Illustration She BAM Studio

Parfum culte : Calandre de Paco Rabanne, 1969

Nez |  Michel Hy
En 1969, la maison Paco Rabanne lance son premier parfum, Calandre, un coup de fouet qui fleure la liberté et la vitesse.

On avait failli l’oublier, celui-là… Pour tout dire, on était obnubilé par son clone, le beau et profond Rive gauche, sorti deux ans plus tard et auquel la réputation de la maison Yves Saint Laurent avait assuré un succès plus retentissant. On était même déjà passé au suivant (N°19 de Chanel). La faute à une chronologie un peu brouillée, qui nous empêchait de le percevoir tel qu’il était : une révolution dans le domaine de la parfumerie, dont ceux qui ont suivi ses traces ont profité plus que lui.

Lancé l’année de la légalisation de l’avortement par une toute jeune maison, il révèle ce que l’historienne des parfums Élisabeth de Feydeau appelle « une nouvelle donne olfactive », qui accompagne un tournant sociologique et un nouvel âge dans l’histoire des femmes. Tout ce qui a été créé « avant » symbolise cette femme-objet dont l’époque ne veut plus. L’époque veut autre chose, quelque chose qu’on n’a pas encore senti, qu’on porterait avec des vêtements qu’on n’a encore jamais portés.

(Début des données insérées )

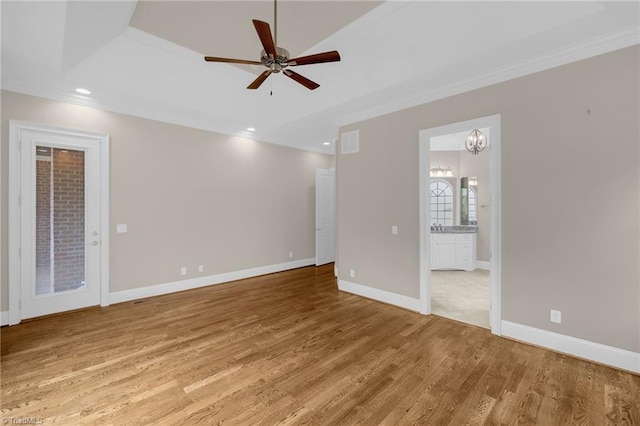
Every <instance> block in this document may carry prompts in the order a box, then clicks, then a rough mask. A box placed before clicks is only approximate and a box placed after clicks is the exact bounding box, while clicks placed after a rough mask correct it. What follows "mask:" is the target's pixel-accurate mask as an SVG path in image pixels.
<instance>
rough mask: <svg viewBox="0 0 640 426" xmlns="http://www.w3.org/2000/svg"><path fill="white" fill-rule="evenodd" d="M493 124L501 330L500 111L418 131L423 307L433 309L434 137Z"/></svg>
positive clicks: (493, 287) (424, 311)
mask: <svg viewBox="0 0 640 426" xmlns="http://www.w3.org/2000/svg"><path fill="white" fill-rule="evenodd" d="M483 127H489V128H490V139H491V140H490V141H489V144H490V150H489V153H490V159H489V173H490V174H489V176H490V190H491V198H490V200H491V202H490V203H491V237H490V251H491V259H490V262H489V263H490V268H491V272H490V275H491V311H490V318H489V323H490V326H491V332H492V333H493V334H496V335H501V334H502V304H501V303H502V266H501V265H502V243H501V242H502V225H501V224H502V217H501V213H502V185H501V116H500V114H496V115H490V116H486V117H480V118H475V119H472V120H466V121H460V122H457V123H451V124H447V125H444V126H438V127H432V128H429V129H423V130H420V132H419V142H418V143H419V157H420V159H419V185H418V186H419V190H420V196H419V203H420V308H421V309H420V311H421V313H423V314H425V315H428V314H430V313H431V283H430V278H431V232H430V229H431V228H430V226H429V212H430V209H431V200H430V199H429V197H427V196H426V194H427V193H428V192H427V191H428V189H429V186H428V182H429V179H430V177H429V170H430V157H431V155H430V145H431V138H432V137H435V136H442V135H447V134H451V133H459V132H464V131H466V130H468V129H479V128H483Z"/></svg>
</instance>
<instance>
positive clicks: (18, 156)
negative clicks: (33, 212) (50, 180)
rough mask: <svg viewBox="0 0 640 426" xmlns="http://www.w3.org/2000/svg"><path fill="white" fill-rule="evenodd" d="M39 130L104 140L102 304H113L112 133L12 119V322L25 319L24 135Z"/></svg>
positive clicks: (9, 241) (9, 300) (9, 207)
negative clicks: (23, 300)
mask: <svg viewBox="0 0 640 426" xmlns="http://www.w3.org/2000/svg"><path fill="white" fill-rule="evenodd" d="M25 130H29V131H38V132H47V133H53V134H60V135H69V136H77V137H84V138H90V139H97V140H98V141H99V144H100V162H101V164H100V176H99V179H100V186H101V188H102V190H101V196H100V233H101V236H102V238H101V250H100V305H101V306H109V135H106V134H102V133H95V132H89V131H85V130H75V129H65V128H61V127H55V126H48V125H41V124H34V123H28V122H23V121H16V120H9V218H8V219H9V265H8V266H9V268H8V269H9V270H8V272H9V289H8V290H9V294H8V295H7V296H8V300H9V325H15V324H19V323H20V320H21V312H20V297H21V295H20V293H21V286H20V285H21V270H20V263H21V262H20V250H21V248H20V228H21V226H20V217H21V213H20V201H21V200H20V187H21V186H20V183H21V182H20V179H21V177H20V176H21V173H20V135H21V132H23V131H25Z"/></svg>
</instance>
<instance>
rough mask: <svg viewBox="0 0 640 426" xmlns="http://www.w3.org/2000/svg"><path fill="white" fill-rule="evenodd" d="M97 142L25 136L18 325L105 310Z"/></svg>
mask: <svg viewBox="0 0 640 426" xmlns="http://www.w3.org/2000/svg"><path fill="white" fill-rule="evenodd" d="M100 142H101V141H100V139H96V138H88V137H83V136H79V135H72V134H62V133H56V132H47V131H41V130H33V129H29V130H28V129H22V130H21V132H20V137H19V141H18V144H19V147H18V152H19V156H20V173H19V176H20V183H19V191H20V193H19V194H20V195H19V200H20V202H19V211H20V250H19V251H20V275H19V276H20V280H19V281H20V284H19V285H20V292H19V297H20V302H19V307H20V308H19V309H20V318H21V319H25V318H32V317H37V316H42V315H48V314H52V313H57V312H63V311H68V310H72V309H78V308H83V307H87V306H93V305H99V304H100V295H101V294H100V291H101V287H100V278H101V275H100V258H101V252H100V251H101V235H100V233H101V223H100V217H101V216H100V200H101V171H100V167H101V162H100V155H101V149H100ZM15 296H16V295H14V296H13V297H15Z"/></svg>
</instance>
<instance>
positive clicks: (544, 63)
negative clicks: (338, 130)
mask: <svg viewBox="0 0 640 426" xmlns="http://www.w3.org/2000/svg"><path fill="white" fill-rule="evenodd" d="M639 38H640V28H638V27H637V26H635V25H634V26H630V27H626V28H622V29H620V30H619V31H616V32H614V33H610V34H605V35H602V36H599V37H596V38H593V39H591V40H586V41H584V42H581V43H579V44H576V45H574V46H571V47H569V48H566V49H562V50H558V51H556V52H551V53H549V54H545V55H543V56H538V57H536V58H530V59H526V60H524V61H522V62H520V63H519V64H515V65H509V66H507V67H504V68H502V69H499V70H495V71H491V72H489V73H487V74H484V75H478V76H476V77H474V78H471V79H468V80H464V81H458V82H455V83H452V84H450V85H449V86H445V87H439V88H437V89H433V90H429V91H418V92H417V93H416V92H413V93H412V94H411V95H408V96H405V97H403V98H401V99H395V100H392V101H390V102H387V103H380V102H376V103H375V104H373V106H371V107H370V108H367V109H362V110H359V111H356V112H352V113H348V114H345V115H343V116H341V117H338V119H337V120H336V123H337V125H338V126H339V127H344V126H347V125H349V124H353V123H358V122H360V121H365V120H369V119H371V118H375V117H379V116H381V115H385V114H390V113H392V112H396V111H400V110H403V109H407V108H411V107H414V106H416V105H422V104H426V103H429V102H433V101H436V100H438V99H445V98H449V97H451V96H454V95H458V94H461V93H466V92H470V91H472V90H476V89H480V88H482V87H487V86H491V85H494V84H498V83H502V82H504V81H509V80H513V79H515V78H518V77H523V76H526V75H530V74H534V73H537V72H540V71H544V70H548V69H551V68H555V67H559V66H562V65H566V64H570V63H572V62H577V61H581V60H583V59H587V58H591V57H594V56H598V55H602V54H605V53H607V52H612V51H614V50H619V49H624V48H625V47H629V46H633V45H635V44H638V39H639ZM421 78H422V77H421ZM405 84H408V83H406V82H405Z"/></svg>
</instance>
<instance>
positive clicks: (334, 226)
mask: <svg viewBox="0 0 640 426" xmlns="http://www.w3.org/2000/svg"><path fill="white" fill-rule="evenodd" d="M335 182H336V171H335V169H316V266H320V265H326V264H327V263H331V262H335V260H336V257H335V205H336V202H335V198H336V189H335V188H336V183H335Z"/></svg>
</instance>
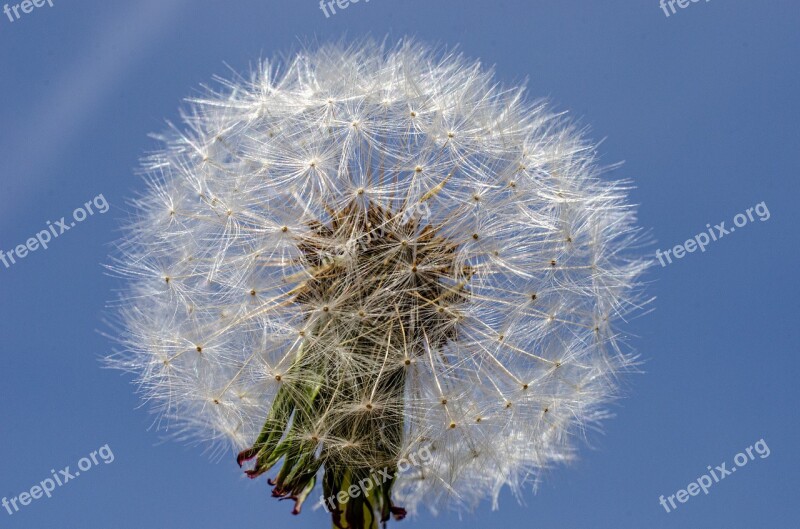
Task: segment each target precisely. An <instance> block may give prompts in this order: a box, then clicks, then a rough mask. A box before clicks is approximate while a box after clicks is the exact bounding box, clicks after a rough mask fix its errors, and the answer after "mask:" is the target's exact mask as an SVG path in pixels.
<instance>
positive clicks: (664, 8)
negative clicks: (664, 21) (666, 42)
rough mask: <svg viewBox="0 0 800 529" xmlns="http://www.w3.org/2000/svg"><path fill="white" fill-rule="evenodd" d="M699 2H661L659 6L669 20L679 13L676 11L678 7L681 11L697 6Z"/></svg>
mask: <svg viewBox="0 0 800 529" xmlns="http://www.w3.org/2000/svg"><path fill="white" fill-rule="evenodd" d="M699 1H700V0H661V1H660V2H659V4H658V5H659V6H660V7H661V10H662V11H663V12H664V14H665V15H667V18H669V16H670V15H674V14H675V13H677V10H676V9H675V6H676V5H677V6H678V7H679V8H680V9H686V8H687V7H689V6H690V5H692V4H696V3H697V2H699ZM710 1H711V0H705V3H708V2H710Z"/></svg>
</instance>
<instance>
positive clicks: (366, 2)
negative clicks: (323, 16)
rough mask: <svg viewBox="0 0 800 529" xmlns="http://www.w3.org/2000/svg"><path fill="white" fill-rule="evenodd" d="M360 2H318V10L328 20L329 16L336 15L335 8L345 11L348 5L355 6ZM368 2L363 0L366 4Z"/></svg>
mask: <svg viewBox="0 0 800 529" xmlns="http://www.w3.org/2000/svg"><path fill="white" fill-rule="evenodd" d="M358 2H360V0H319V8H320V9H321V10H322V12H323V13H325V18H330V17H331V14H333V15H335V14H336V8H337V7H338V8H339V9H341V10H345V9H347V8H348V7H350V4H357V3H358ZM368 2H369V0H364V3H368Z"/></svg>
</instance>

En 1966, Francisco Rabaneda y Cuervo, jeune prodige de la mode qui se fait appeler Paco Rabanne, lance sa première collection : des robes « importables » en matériaux contemporains, avec sequins et plaques de rhodoïd. En toute logique, « le métallurgiste », comme l’appelait avec mépris cette vieille chouette de Coco Chanel, veut un parfum symbolisant cet esprit révolutionnaire. « Si avant-garde qu’il en serait choquant. » Il doit évoquer un couple qui, au bord de la mer, fait l’amour sur le capot d’une Jaguar… À partir de ce brief qui semble aujourd’hui un peu ridicule, le parfumeur Michel Hy crée un jus effectivement révolutionnaire. Comme un joyeux pied de nez, il réinvente le parfum aldéhydé, né avec le N°5, qui bouleversa la parfumerie dans les années 20 mais représente, à la fin des années 60, le classicisme et la bourgeoisie. Sa construction est très proche de celle de son aïeul : une envolée fusante mais plus verte, où le végétal terreux du galbanum rejoint le savonneux des aldéhydes ; un cœur floral moins opulent, où la douceur blanche du muguet se conjugue au piquant de la jacinthe. Et surtout, la molécule d’Evernyl, découverte dans la mousse de chêne. Cette note grinçante et froide lui donne cet aspect métallique si caractéristique.

Un coup de fouet cinglant qui ouvre une brèche dans laquelle toute la parfumerie s’engouffrera. D’une simplicité qui confine à la radicalité, Calandre a souvent été mal compris et sous-estimé par les critiques d’hier et d’aujourd’hui, qui ont souvent préféré ses successeurs, plus riches et plus denses. C’est sûr que ça rutile un peu, que cette claque peut ressembler à une agression. Mais ça sent surtout la liberté et la vitesse. Le N°19, qui arrive un an plus tard et doit marquer le 2e souffle de la maison Chanel, semble en comparaison bien sage et bourgeois… Aujourd’hui pourtant, dans les rayons des parfumeries, c’est lui qui a gagné.